Quando o Penn Museum iniciou a expansão de seus programas de divulgação pública, Florence e Louis Shotridge apresentavam costumes dos nativos americanos para os visitantes do Penn Museum. As fotografias mostram que Florence e Louis Shotridge às vezes usavam roupas dos índios das planícies, com couro, miçangas e decorações de penas, que eram bem diferentes das roupas Tlingit do Alasca. Florence, em particular, costumava conduzir grupos de crianças em idade escolar pelo museu enquanto se vestia com roupas de nativos americanos. [1]

Em 1916, Florence e Louis Shotridge partiram para o Alasca em uma viagem de coleta financiada pelo magnata do varejo e filantropo da Filadélfia, John Wanamaker . A Expedição Shotridge foi a primeira expedição antropológica liderada por nativos americanos. A expedição confiou a Louis e Florence a tarefa de coletar objetos etnográficos e reunir informações detalhadas sobre mitos e crenças religiosas. Por causa da tuberculose que havia contraído anos antes, Florence passou essa viagem com problemas de saúde e acabou morrendo em Haines, Alasca, em uma casa que os Shotridges haviam construído. [3]

Publicações[editar | editar código-fonte]

Com seu marido Louis Shotridge, Florence Shotridge publicou um pequeno estudo etnográfico intitulado "Indians of the Northwest" no Museum Journal da Universidade da Pensilvânia em 1913. [8] Seu estudo atraiu a atenção do estudioso francês Poutrin, que publicou uma resenha no Journal de la Société des Américanistes . [9] Esta revista antropológica francesa foi a publicação da Société des Américanistes (Sociedade dos Americanistas), fundada em 1895, que continua a florescer hoje sob a égide do Musée du Qual Branly Jacques Chirac em Paris. [10] Poutrin elogiou seu artigo por descrever a cultura material Tlingit, incluindo a construção de casas, e a cultura familiar, incluindo a organização de clãs totêmicos.

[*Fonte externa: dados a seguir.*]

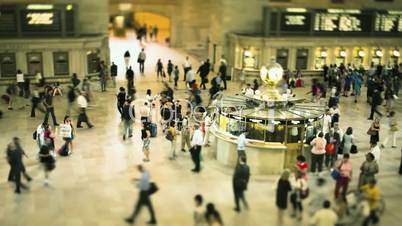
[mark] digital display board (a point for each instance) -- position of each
(40, 20)
(295, 22)
(388, 23)
(7, 20)
(345, 22)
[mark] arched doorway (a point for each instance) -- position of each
(152, 20)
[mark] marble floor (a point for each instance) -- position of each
(94, 187)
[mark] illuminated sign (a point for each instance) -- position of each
(40, 18)
(336, 22)
(295, 20)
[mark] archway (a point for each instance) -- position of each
(152, 20)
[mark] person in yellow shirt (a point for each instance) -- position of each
(372, 194)
(171, 136)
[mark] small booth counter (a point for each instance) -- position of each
(277, 131)
(263, 158)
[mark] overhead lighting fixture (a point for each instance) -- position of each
(342, 53)
(349, 11)
(378, 53)
(39, 6)
(69, 7)
(323, 53)
(125, 6)
(248, 53)
(296, 10)
(395, 53)
(361, 53)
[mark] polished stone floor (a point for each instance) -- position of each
(93, 187)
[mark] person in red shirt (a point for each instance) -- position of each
(302, 166)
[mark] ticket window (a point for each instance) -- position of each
(302, 59)
(60, 62)
(35, 63)
(93, 62)
(8, 67)
(282, 57)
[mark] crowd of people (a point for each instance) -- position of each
(329, 158)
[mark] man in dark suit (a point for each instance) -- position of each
(241, 177)
(113, 73)
(14, 157)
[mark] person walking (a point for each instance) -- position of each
(196, 145)
(222, 72)
(325, 216)
(14, 158)
(102, 75)
(144, 198)
(159, 69)
(344, 167)
(212, 216)
(67, 132)
(82, 117)
(283, 189)
(127, 59)
(393, 129)
(299, 192)
(121, 99)
(347, 140)
(171, 135)
(176, 75)
(20, 83)
(127, 116)
(198, 216)
(141, 60)
(185, 132)
(146, 141)
(48, 102)
(368, 170)
(374, 131)
(241, 178)
(113, 73)
(186, 67)
(71, 96)
(241, 145)
(375, 102)
(47, 160)
(170, 70)
(318, 152)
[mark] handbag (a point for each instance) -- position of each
(153, 188)
(353, 149)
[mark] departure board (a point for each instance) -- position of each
(344, 22)
(330, 22)
(388, 23)
(295, 22)
(40, 20)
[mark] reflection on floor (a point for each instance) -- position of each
(94, 186)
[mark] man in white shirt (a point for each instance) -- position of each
(327, 122)
(207, 123)
(196, 144)
(82, 117)
(376, 151)
(325, 216)
(186, 67)
(20, 83)
(241, 145)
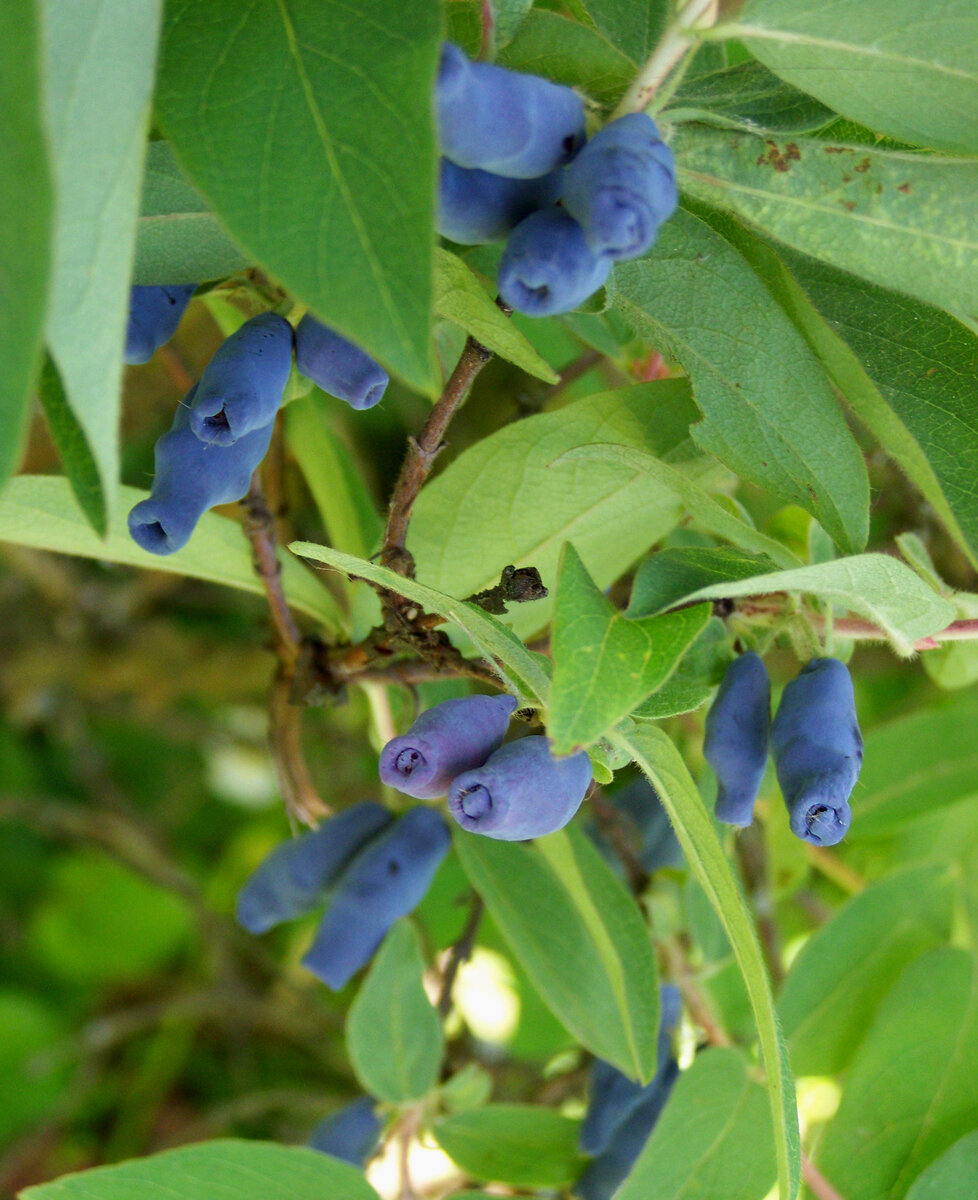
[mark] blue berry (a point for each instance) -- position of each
(443, 742)
(547, 267)
(337, 366)
(622, 187)
(241, 387)
(521, 791)
(504, 121)
(385, 881)
(737, 737)
(192, 477)
(817, 750)
(293, 880)
(477, 207)
(155, 313)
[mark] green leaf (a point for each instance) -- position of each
(220, 1170)
(394, 1035)
(25, 204)
(660, 761)
(768, 409)
(845, 970)
(178, 238)
(579, 936)
(604, 664)
(912, 75)
(523, 1145)
(953, 1176)
(910, 1092)
(461, 298)
(905, 221)
(712, 1140)
(307, 129)
(41, 511)
(100, 71)
(521, 670)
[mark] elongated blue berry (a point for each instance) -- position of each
(736, 744)
(477, 207)
(504, 121)
(192, 477)
(443, 742)
(155, 313)
(293, 880)
(622, 187)
(547, 267)
(241, 387)
(337, 366)
(522, 791)
(385, 881)
(817, 750)
(349, 1134)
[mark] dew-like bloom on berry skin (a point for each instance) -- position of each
(192, 477)
(337, 366)
(294, 877)
(622, 186)
(385, 881)
(547, 267)
(522, 791)
(241, 387)
(504, 121)
(817, 750)
(155, 313)
(349, 1134)
(443, 742)
(736, 744)
(475, 207)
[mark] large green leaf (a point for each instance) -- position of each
(768, 409)
(41, 511)
(216, 1170)
(604, 664)
(905, 221)
(394, 1035)
(910, 1092)
(24, 223)
(178, 239)
(307, 129)
(665, 769)
(845, 970)
(713, 1139)
(519, 1144)
(906, 67)
(579, 936)
(101, 57)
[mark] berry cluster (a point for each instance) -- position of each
(815, 742)
(223, 426)
(514, 165)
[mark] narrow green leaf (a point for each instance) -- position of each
(25, 205)
(461, 298)
(307, 129)
(100, 71)
(41, 511)
(660, 761)
(905, 221)
(845, 970)
(769, 412)
(604, 664)
(910, 71)
(517, 1144)
(394, 1035)
(178, 238)
(219, 1170)
(712, 1140)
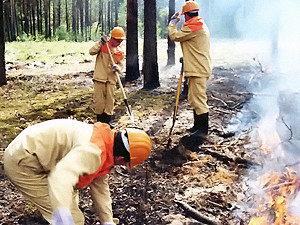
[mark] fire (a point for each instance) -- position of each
(279, 190)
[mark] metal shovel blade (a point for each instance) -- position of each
(129, 111)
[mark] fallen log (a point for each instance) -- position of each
(190, 211)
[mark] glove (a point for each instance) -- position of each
(175, 18)
(62, 216)
(115, 68)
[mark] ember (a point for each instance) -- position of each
(279, 189)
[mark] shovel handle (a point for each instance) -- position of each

O artigo sobre "Indians of the Northwest" citou Louis Shotridge como o primeiro autor. No entanto, com base em sua prosa, a antropóloga Maureen E. Milburn concluiu que sua verdadeira escritora foi Florence Shotridge, "cujo estilo claro e expositivo era diferente do de seu marido". [3]

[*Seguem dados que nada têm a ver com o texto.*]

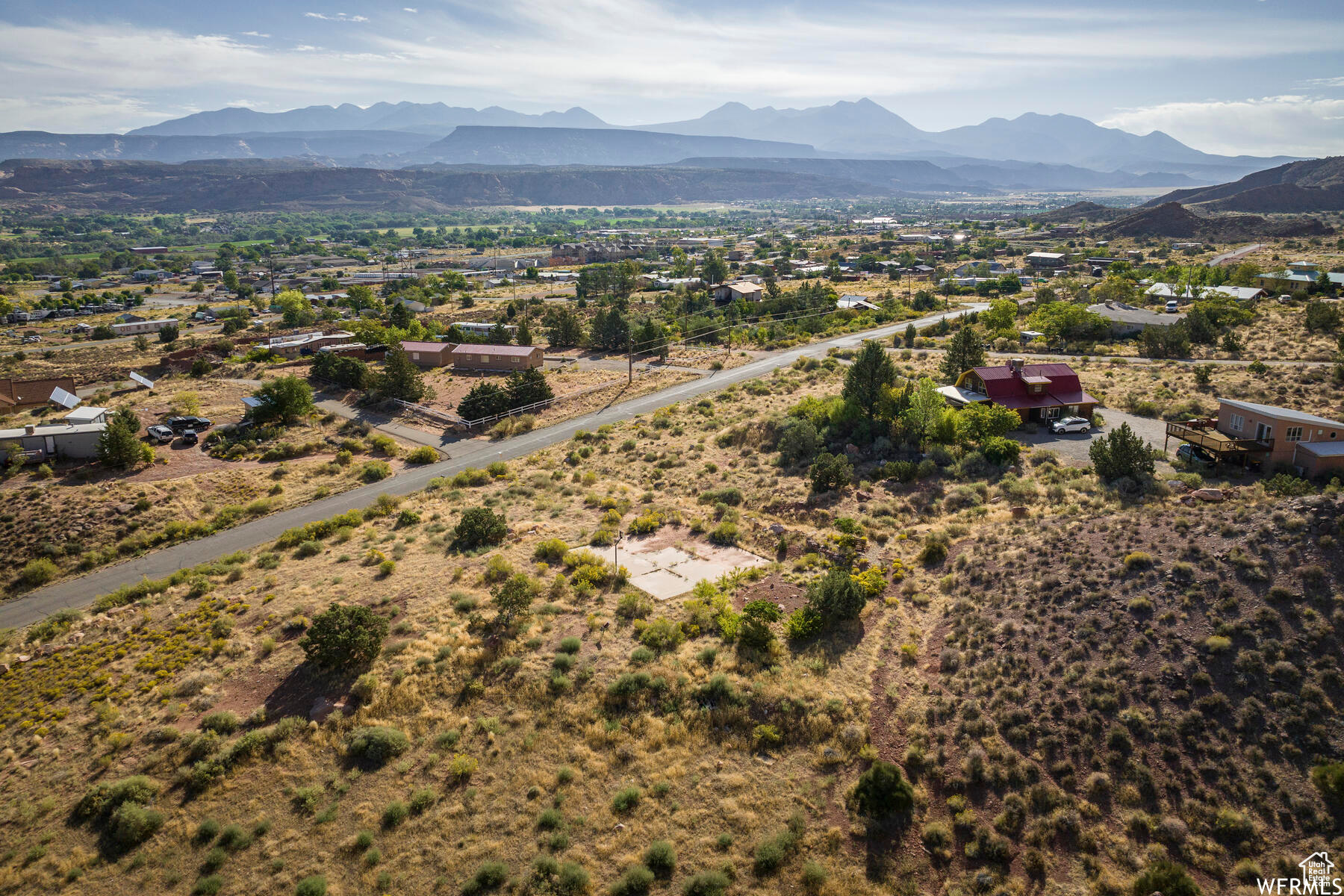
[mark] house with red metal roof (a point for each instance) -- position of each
(1038, 393)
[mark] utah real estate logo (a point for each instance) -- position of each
(1317, 879)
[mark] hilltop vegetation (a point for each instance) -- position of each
(956, 673)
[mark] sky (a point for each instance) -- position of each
(1257, 77)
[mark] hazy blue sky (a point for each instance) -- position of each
(1223, 75)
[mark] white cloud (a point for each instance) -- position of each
(1289, 125)
(339, 16)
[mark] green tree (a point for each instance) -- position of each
(512, 598)
(981, 421)
(757, 617)
(964, 352)
(1121, 453)
(344, 637)
(527, 388)
(882, 791)
(927, 406)
(1322, 317)
(564, 328)
(611, 331)
(1001, 314)
(830, 472)
(484, 399)
(295, 308)
(868, 378)
(480, 527)
(119, 445)
(399, 316)
(284, 398)
(836, 597)
(401, 378)
(714, 270)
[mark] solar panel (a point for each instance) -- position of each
(63, 398)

Shotridge também publicou um pequeno artigo intitulado "The Life of a Chilkat Indian Girl" na mesma edição de 1913 do Museum Journal . [2] O estudioso francês Dr. Poutrin elogiou este artigo por mostrar "a alma do índio escondida de estranhos". [11] Florence Shotridge afirmou neste texto que a sociedade de Chilkat fortemente desencorajava as meninas de falar alto e valorizava o silêncio e o decoro nas mulheres. Ela descreveu como as meninas na puberdade passavam por um período de treinamento de quatro a doze meses, durante o qual se dedicavam à reclusão, ao jejum, ao treinamento de boas maneiras e à instrução na fabricação de roupas ou objetos cerimoniais. No final desse período, as mulheres adotaram o costume de "sair", vestidas com um manto de couro com capuz, para sinalizar a entrada na feminilidade. Florence Shotridge concluiu seu ensaio observando que, com o aparecimento de missionários cristãos, que desaprovavam essas práticas, os costumes que ela descrevia estavam desaparecendo.

Tecelagem: O Cobertor Chilkat[editar | editar código-fonte]

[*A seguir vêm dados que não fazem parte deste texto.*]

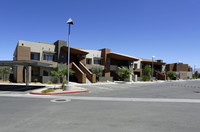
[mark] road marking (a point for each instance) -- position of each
(84, 98)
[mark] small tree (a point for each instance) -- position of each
(98, 70)
(147, 72)
(171, 75)
(61, 75)
(124, 73)
(5, 72)
(196, 74)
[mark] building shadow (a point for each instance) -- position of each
(19, 88)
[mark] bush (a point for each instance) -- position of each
(147, 72)
(49, 82)
(61, 74)
(35, 80)
(171, 75)
(124, 73)
(145, 78)
(196, 74)
(48, 90)
(98, 70)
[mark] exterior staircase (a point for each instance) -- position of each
(160, 75)
(82, 74)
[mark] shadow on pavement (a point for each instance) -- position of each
(19, 88)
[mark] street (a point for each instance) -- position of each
(139, 107)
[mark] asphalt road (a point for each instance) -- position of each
(107, 109)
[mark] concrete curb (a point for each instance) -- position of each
(67, 92)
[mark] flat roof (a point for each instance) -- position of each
(118, 56)
(74, 50)
(24, 63)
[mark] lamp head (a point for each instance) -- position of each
(70, 21)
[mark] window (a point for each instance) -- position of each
(45, 73)
(88, 61)
(97, 61)
(35, 56)
(35, 72)
(48, 57)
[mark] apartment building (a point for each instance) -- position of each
(81, 60)
(183, 71)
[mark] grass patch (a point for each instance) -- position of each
(48, 90)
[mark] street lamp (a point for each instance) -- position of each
(194, 67)
(152, 68)
(178, 70)
(68, 86)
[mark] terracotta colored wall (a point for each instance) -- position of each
(106, 62)
(181, 67)
(23, 53)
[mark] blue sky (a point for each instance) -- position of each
(167, 29)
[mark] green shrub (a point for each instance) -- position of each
(49, 82)
(196, 74)
(61, 74)
(35, 80)
(147, 72)
(48, 90)
(171, 75)
(145, 78)
(124, 73)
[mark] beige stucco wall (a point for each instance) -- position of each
(38, 47)
(93, 54)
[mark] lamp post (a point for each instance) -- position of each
(194, 67)
(68, 86)
(152, 68)
(178, 70)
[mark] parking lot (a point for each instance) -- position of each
(138, 107)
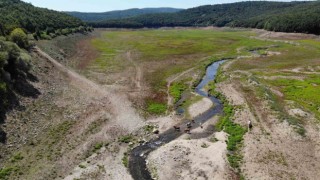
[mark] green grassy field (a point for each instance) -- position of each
(167, 53)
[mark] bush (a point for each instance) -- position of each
(20, 38)
(156, 108)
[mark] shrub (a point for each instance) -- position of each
(156, 108)
(20, 38)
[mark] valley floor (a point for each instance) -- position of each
(103, 94)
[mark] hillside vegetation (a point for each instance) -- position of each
(275, 16)
(120, 14)
(18, 14)
(17, 20)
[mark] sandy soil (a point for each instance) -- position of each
(112, 106)
(272, 150)
(200, 107)
(188, 158)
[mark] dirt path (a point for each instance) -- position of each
(124, 114)
(138, 77)
(170, 81)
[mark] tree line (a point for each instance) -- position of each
(17, 14)
(298, 16)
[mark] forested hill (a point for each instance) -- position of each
(276, 16)
(120, 14)
(15, 13)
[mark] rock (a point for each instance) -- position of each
(155, 131)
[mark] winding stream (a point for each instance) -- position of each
(137, 160)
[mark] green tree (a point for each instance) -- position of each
(20, 38)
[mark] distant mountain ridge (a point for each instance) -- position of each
(297, 16)
(16, 13)
(119, 14)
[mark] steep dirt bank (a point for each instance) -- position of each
(272, 149)
(66, 125)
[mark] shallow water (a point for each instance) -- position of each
(137, 160)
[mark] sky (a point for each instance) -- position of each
(109, 5)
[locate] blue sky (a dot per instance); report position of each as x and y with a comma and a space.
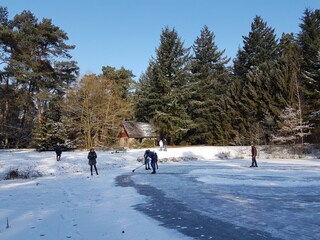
126, 32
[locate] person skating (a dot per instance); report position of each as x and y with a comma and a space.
254, 156
154, 159
165, 144
92, 156
58, 151
146, 161
161, 144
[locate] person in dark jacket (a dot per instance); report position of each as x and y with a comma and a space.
92, 156
58, 151
154, 160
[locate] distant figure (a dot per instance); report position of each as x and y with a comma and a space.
146, 161
254, 155
154, 160
165, 144
161, 144
58, 151
92, 156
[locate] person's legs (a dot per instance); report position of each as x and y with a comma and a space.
153, 165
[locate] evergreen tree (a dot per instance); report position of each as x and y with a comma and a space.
309, 42
165, 83
33, 67
206, 88
256, 67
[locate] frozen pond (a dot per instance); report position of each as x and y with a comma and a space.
227, 200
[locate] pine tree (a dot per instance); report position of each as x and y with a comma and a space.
164, 97
206, 87
36, 68
256, 68
309, 42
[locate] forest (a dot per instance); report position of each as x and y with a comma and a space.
193, 95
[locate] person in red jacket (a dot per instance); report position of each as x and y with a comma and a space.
254, 156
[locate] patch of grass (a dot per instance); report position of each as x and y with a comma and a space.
23, 174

Florence Shotridge era uma habilidosa tecelã, escultora e fabricante de cestos que aprendeu as artes tradicionais de Chilkat com sua mãe. Em 1905, enquanto morava em Haines, Alasca, ela conheceu John G. Brady (governador do Alasca de 1897 a 1906), que procurava nativos do Alasca para representar as tradições culturais do estado na Exposição do Centenário de Lewis e Clark de 1905 em Portland, Óregon. Brady recrutou Florence Shotridge para demonstrar a tecelagem Chilkat, já que ela era a única em sua tribo que falava inglês, e convidou seu marido Louis para descrever as máscaras e tinturas Tlingit. [1]

Foi nessa exposição que os Shotridges conheceram George Byron Gordon, diretor do Penn Museum, que mais tarde contratou Louis na Filadélfia em 1912. Louis Shotridge, que sobreviveu a Florence por vinte e dois anos, publicou mais de uma dúzia de artigos etnográficos e tornou-se objeto de muitos estudos acadêmicos. Ainda assim, nas palavras da antropóloga Elizabeth P. Seaton, "foi, de fato, a habilidade de Florence na tecelagem que deu início ao relacionamento dos Shotridge com o mundo do comércio antropológico". [1]

Florence Shotridge começou a tecer o cobertor em Portland e terminou a peça em Los Angeles na Indian Crafts Exhibition. Ela fez o próprio cobertor com casca de cedro e com lã que fiou de cinco cabras montesas selvagens. A tinta preta veio da casca do abeto, e a cor amarela vibrante foi extraída de um musgo amarelo encontrado apenas no Alasca. O musgo é difícil de extrair e, portanto, o corante que vem dele é raro e caro. O padrão no cobertor imitava o emblema da família de seu pai, ou totem . Mais tarde, em entrevista ao jornal conhecido como The North American, ela relatou que passou oito meses tecendo a manta, gastando em média seis horas por dia trabalhando nela. Ela também avaliou o cobertor em $ 1.500. [7]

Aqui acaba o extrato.